It is estimated that 30 and 40 per cent of the food grown in developing countries, such as Uganda, is lost.
Some of it is eaten by birds and rodents when it is still in the field, some is destroyed by pests before and after harvest, while some of it just goes bad due to poor storage and delays in transport on its way to the market.
This unfortunate situation is not only a big threat to food security; it is also a major hindrance in the fight against poverty.
Most of our farmers lack suitable storage facilities and they are forced to sell all their harvest when more often than not the market price is at its lowest.
We have a tragic situation in which the farmers struggle to produce more than enough food to support their families but they continue to be hungry and poor.
One step to reduce food loss would be to teach our farmers about food preservation which, incidentally, is not rocket science.

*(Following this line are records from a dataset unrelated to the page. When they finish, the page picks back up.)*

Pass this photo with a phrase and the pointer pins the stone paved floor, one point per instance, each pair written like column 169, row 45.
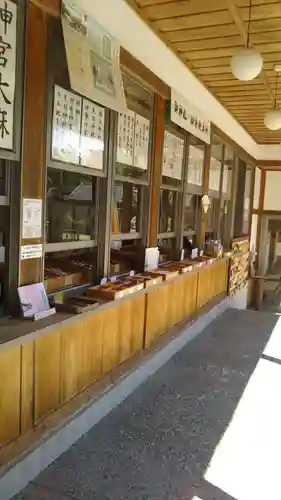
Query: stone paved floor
column 205, row 427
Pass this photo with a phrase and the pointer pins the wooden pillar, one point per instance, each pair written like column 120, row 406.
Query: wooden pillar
column 156, row 169
column 260, row 210
column 33, row 160
column 206, row 176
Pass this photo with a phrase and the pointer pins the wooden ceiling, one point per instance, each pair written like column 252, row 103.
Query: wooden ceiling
column 206, row 33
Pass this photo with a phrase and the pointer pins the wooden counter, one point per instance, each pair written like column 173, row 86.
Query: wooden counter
column 41, row 370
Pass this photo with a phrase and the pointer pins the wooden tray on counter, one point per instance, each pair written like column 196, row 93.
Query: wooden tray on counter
column 115, row 290
column 76, row 305
column 166, row 273
column 147, row 279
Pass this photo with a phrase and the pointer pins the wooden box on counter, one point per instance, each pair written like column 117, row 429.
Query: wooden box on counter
column 115, row 290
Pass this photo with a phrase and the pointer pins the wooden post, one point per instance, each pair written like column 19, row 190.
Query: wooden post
column 156, row 169
column 206, row 176
column 33, row 160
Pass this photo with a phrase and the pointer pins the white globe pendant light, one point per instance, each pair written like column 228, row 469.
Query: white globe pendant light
column 247, row 63
column 272, row 119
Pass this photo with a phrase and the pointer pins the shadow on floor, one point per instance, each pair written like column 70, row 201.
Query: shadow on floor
column 158, row 444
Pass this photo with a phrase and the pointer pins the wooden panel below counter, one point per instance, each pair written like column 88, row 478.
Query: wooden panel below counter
column 42, row 372
column 170, row 303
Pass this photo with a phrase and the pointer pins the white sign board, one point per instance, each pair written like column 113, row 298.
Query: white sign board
column 78, row 130
column 31, row 252
column 133, row 140
column 92, row 135
column 8, row 50
column 172, row 156
column 66, row 126
column 92, row 58
column 187, row 116
column 31, row 218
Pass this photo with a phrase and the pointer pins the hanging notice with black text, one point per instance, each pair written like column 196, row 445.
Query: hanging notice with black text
column 187, row 116
column 92, row 58
column 8, row 50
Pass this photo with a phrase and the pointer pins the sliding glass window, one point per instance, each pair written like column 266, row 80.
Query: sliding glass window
column 131, row 177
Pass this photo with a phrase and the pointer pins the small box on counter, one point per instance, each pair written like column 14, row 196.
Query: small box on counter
column 115, row 290
column 181, row 266
column 76, row 305
column 54, row 279
column 165, row 272
column 147, row 279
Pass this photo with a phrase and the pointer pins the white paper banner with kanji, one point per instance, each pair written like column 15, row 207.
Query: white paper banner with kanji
column 187, row 116
column 8, row 50
column 92, row 58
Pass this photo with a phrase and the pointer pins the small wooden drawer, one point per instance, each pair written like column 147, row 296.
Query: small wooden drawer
column 114, row 291
column 76, row 305
column 147, row 280
column 165, row 273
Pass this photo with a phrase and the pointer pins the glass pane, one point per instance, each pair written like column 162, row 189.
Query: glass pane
column 126, row 208
column 167, row 212
column 190, row 212
column 71, row 200
column 166, row 249
column 215, row 165
column 196, row 162
column 189, row 242
column 69, row 268
column 227, row 171
column 211, row 217
column 134, row 127
column 173, row 150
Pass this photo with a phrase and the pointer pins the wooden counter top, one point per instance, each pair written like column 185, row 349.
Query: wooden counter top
column 14, row 331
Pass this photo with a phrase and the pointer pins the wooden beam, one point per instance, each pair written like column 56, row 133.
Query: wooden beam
column 156, row 169
column 234, row 11
column 33, row 161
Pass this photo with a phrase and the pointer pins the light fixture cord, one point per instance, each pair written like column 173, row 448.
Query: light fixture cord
column 249, row 23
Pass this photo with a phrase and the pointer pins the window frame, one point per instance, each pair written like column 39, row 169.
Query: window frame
column 213, row 193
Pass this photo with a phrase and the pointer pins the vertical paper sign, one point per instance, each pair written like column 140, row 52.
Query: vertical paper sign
column 31, row 218
column 66, row 126
column 92, row 135
column 92, row 58
column 8, row 50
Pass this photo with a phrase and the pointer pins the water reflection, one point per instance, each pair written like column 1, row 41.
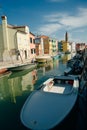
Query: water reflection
column 15, row 84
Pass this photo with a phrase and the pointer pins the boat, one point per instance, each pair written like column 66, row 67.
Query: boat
column 3, row 70
column 51, row 103
column 21, row 67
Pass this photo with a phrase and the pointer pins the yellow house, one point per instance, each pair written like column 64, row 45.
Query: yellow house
column 14, row 41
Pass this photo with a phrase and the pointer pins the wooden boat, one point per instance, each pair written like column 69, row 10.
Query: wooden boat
column 21, row 67
column 49, row 105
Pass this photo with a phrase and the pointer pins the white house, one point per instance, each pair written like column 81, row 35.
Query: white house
column 14, row 41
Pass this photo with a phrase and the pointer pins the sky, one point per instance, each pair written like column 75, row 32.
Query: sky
column 49, row 17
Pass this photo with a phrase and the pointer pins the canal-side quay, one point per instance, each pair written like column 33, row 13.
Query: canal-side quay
column 15, row 88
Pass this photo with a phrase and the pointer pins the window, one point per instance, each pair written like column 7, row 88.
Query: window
column 30, row 40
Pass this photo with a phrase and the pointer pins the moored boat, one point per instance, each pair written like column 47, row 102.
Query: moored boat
column 49, row 105
column 21, row 67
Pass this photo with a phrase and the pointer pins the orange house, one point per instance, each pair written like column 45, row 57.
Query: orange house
column 32, row 47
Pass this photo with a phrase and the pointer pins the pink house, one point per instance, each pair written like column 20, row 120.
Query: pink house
column 32, row 47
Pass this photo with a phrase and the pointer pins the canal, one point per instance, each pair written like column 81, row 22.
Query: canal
column 16, row 87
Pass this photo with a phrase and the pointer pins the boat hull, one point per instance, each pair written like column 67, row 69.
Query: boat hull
column 44, row 111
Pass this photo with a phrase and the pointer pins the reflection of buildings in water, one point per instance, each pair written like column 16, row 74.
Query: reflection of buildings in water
column 10, row 88
column 34, row 74
column 29, row 80
column 55, row 63
column 15, row 88
column 4, row 87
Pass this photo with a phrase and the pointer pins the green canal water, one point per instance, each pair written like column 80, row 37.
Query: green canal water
column 16, row 87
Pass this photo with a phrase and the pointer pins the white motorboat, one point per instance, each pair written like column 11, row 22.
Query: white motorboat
column 49, row 105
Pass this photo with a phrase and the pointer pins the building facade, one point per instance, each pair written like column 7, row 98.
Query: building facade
column 32, row 47
column 14, row 42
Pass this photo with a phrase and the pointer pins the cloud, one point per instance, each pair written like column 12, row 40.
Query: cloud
column 64, row 21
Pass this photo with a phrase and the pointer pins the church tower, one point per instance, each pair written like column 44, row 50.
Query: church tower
column 66, row 37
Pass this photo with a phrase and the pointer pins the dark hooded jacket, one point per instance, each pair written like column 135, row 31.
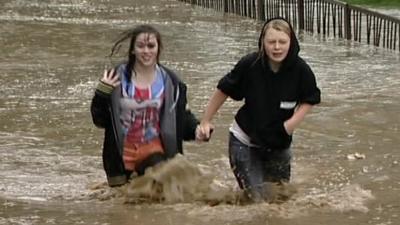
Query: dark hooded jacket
column 270, row 98
column 176, row 122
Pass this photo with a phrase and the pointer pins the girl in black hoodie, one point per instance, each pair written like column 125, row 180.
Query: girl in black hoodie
column 279, row 89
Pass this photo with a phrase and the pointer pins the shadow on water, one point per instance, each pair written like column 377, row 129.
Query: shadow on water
column 346, row 158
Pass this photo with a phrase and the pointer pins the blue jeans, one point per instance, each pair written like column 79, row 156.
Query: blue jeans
column 253, row 167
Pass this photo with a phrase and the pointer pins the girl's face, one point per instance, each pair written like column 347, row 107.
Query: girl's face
column 146, row 49
column 276, row 45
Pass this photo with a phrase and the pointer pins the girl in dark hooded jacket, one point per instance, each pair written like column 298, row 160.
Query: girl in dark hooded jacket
column 279, row 89
column 141, row 105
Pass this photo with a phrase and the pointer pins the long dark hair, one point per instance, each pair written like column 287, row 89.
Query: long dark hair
column 133, row 34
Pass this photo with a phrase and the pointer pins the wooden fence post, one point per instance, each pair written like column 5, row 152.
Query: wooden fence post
column 347, row 21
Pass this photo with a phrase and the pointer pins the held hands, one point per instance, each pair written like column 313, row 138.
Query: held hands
column 110, row 78
column 204, row 131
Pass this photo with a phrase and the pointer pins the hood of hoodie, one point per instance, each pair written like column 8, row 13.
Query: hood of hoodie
column 294, row 47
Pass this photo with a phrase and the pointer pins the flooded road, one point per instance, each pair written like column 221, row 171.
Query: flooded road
column 346, row 153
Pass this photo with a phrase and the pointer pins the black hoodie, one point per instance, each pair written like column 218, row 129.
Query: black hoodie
column 270, row 98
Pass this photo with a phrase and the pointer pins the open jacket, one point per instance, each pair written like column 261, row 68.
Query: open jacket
column 176, row 122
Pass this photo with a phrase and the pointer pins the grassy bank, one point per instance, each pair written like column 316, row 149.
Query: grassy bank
column 383, row 3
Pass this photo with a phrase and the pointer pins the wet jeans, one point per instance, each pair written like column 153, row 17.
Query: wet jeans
column 254, row 167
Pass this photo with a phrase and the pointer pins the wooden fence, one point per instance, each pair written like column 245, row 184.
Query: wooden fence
column 326, row 17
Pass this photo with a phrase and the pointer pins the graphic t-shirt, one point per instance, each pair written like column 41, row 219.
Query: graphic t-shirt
column 140, row 110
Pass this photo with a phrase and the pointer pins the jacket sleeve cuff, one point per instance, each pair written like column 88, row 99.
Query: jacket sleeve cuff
column 104, row 88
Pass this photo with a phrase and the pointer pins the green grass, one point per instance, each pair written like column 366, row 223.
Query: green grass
column 383, row 3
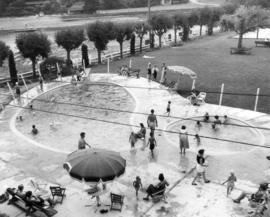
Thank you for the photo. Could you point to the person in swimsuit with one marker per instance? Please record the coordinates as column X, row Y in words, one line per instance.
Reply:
column 132, row 139
column 200, row 168
column 168, row 110
column 206, row 117
column 230, row 183
column 152, row 121
column 34, row 130
column 41, row 83
column 149, row 71
column 82, row 143
column 152, row 143
column 155, row 71
column 18, row 92
column 183, row 140
column 157, row 189
column 137, row 184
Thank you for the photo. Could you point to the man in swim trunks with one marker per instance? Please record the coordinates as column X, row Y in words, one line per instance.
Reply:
column 82, row 143
column 152, row 121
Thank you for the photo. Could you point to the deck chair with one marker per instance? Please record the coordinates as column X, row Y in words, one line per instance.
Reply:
column 117, row 202
column 86, row 75
column 59, row 192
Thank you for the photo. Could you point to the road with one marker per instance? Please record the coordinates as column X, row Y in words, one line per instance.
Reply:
column 57, row 21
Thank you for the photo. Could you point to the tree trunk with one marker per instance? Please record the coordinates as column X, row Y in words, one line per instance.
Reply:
column 257, row 36
column 34, row 67
column 185, row 33
column 141, row 39
column 240, row 40
column 210, row 29
column 99, row 56
column 69, row 63
column 175, row 34
column 121, row 49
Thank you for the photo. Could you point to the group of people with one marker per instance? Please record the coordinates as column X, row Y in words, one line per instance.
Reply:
column 152, row 190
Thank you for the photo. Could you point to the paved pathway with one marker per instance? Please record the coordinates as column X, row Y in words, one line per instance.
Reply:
column 22, row 159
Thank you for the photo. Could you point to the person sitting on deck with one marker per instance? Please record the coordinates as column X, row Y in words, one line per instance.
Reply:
column 141, row 133
column 216, row 122
column 158, row 189
column 82, row 143
column 34, row 130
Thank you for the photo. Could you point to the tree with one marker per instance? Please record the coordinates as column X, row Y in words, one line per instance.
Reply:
column 100, row 34
column 141, row 30
column 33, row 44
column 181, row 21
column 262, row 19
column 12, row 67
column 122, row 33
column 132, row 44
column 85, row 54
column 160, row 25
column 213, row 18
column 177, row 25
column 203, row 16
column 115, row 4
column 91, row 6
column 245, row 20
column 3, row 52
column 69, row 39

Harvested cassava or sweet potatoes can be cleaned and cut into chips and dried under the sun.
Prolong shelf life
Food preservation is defined as the process of treating and handling food in such a way as to stop or to slow down its spoilage.

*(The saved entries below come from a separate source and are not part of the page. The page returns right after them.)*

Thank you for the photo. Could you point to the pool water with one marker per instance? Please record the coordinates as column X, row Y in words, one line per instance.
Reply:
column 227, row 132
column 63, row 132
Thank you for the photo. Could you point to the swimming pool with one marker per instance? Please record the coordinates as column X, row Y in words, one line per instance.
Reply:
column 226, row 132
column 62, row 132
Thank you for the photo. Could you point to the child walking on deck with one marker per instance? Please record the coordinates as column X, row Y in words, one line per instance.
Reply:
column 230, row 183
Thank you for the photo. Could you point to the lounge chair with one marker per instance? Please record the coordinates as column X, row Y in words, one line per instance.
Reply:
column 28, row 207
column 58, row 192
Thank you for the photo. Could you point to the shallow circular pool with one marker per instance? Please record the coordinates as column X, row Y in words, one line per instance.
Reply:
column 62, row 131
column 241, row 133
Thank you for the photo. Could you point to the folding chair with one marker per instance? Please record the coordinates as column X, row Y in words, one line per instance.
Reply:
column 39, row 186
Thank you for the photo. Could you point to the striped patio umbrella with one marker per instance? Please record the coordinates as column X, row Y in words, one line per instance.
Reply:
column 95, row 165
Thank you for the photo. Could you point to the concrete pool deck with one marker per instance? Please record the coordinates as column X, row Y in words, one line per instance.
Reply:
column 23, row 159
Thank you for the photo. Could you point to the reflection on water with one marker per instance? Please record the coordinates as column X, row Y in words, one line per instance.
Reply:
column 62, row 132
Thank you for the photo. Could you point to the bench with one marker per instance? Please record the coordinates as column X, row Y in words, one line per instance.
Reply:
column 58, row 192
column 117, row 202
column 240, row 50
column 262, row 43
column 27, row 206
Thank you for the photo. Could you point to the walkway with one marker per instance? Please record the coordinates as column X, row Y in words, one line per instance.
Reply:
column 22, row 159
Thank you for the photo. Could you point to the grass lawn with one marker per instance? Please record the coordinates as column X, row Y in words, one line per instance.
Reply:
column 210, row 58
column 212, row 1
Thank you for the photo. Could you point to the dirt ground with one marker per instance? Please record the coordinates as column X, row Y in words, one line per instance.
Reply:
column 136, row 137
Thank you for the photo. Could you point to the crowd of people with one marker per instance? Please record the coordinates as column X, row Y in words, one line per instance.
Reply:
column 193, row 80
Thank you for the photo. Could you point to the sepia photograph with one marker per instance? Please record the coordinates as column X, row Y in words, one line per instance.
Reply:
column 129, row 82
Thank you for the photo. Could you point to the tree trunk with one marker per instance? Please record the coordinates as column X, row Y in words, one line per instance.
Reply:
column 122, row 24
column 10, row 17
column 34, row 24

With the arrival of the rural electrification programme, farmers in their groups could take loans to acquire solar food driers.
Hydro-generated electricity can be used to power deep freezers that preserve milk, fish, and meat. Refrigeration can also prolong the shelf life of vegetables and fruits.

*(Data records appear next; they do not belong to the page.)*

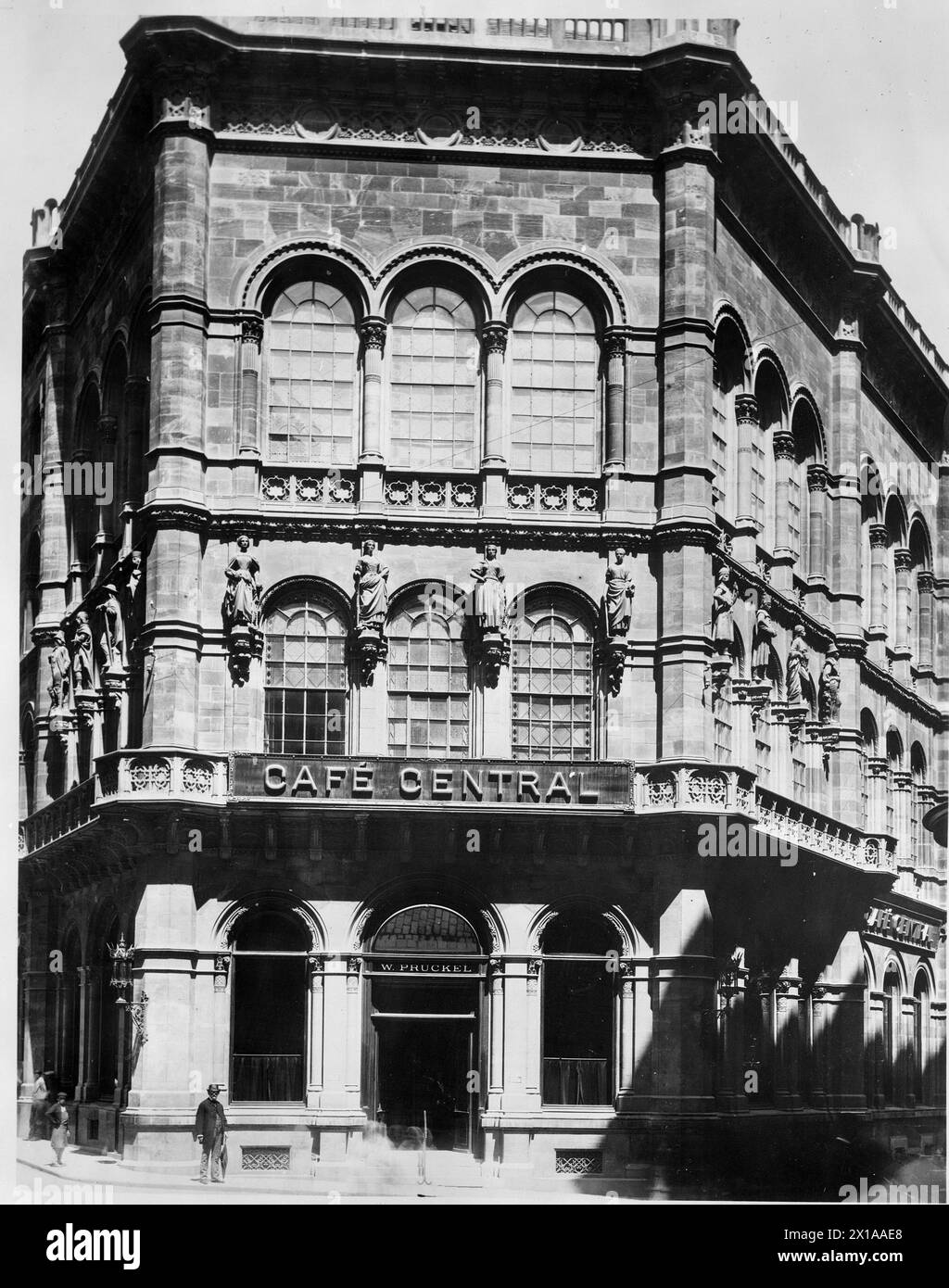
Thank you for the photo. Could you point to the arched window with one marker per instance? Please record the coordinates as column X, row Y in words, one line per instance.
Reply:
column 578, row 1010
column 892, row 1030
column 429, row 687
column 728, row 380
column 433, row 380
column 305, row 680
column 310, row 344
column 551, row 683
column 922, row 1042
column 270, row 1006
column 554, row 385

Food drying as a means of preserving food is as old as the hills. Our grandparents preserved meat and fish by drying them under the sun or by placing them at the fire place.
Today, many food crops including fruits, vegetables, cereals, legumes, and oil seeds can be preserved by drying.
When the food is laid out to dry it loses nearly 90 per cent of its water. Yet, it is water that keeps most of the micro-organisms that spoil the food.
When the water is removed from the food through drying, the micro-organisms lose accommodation and the food gains longer shelf life.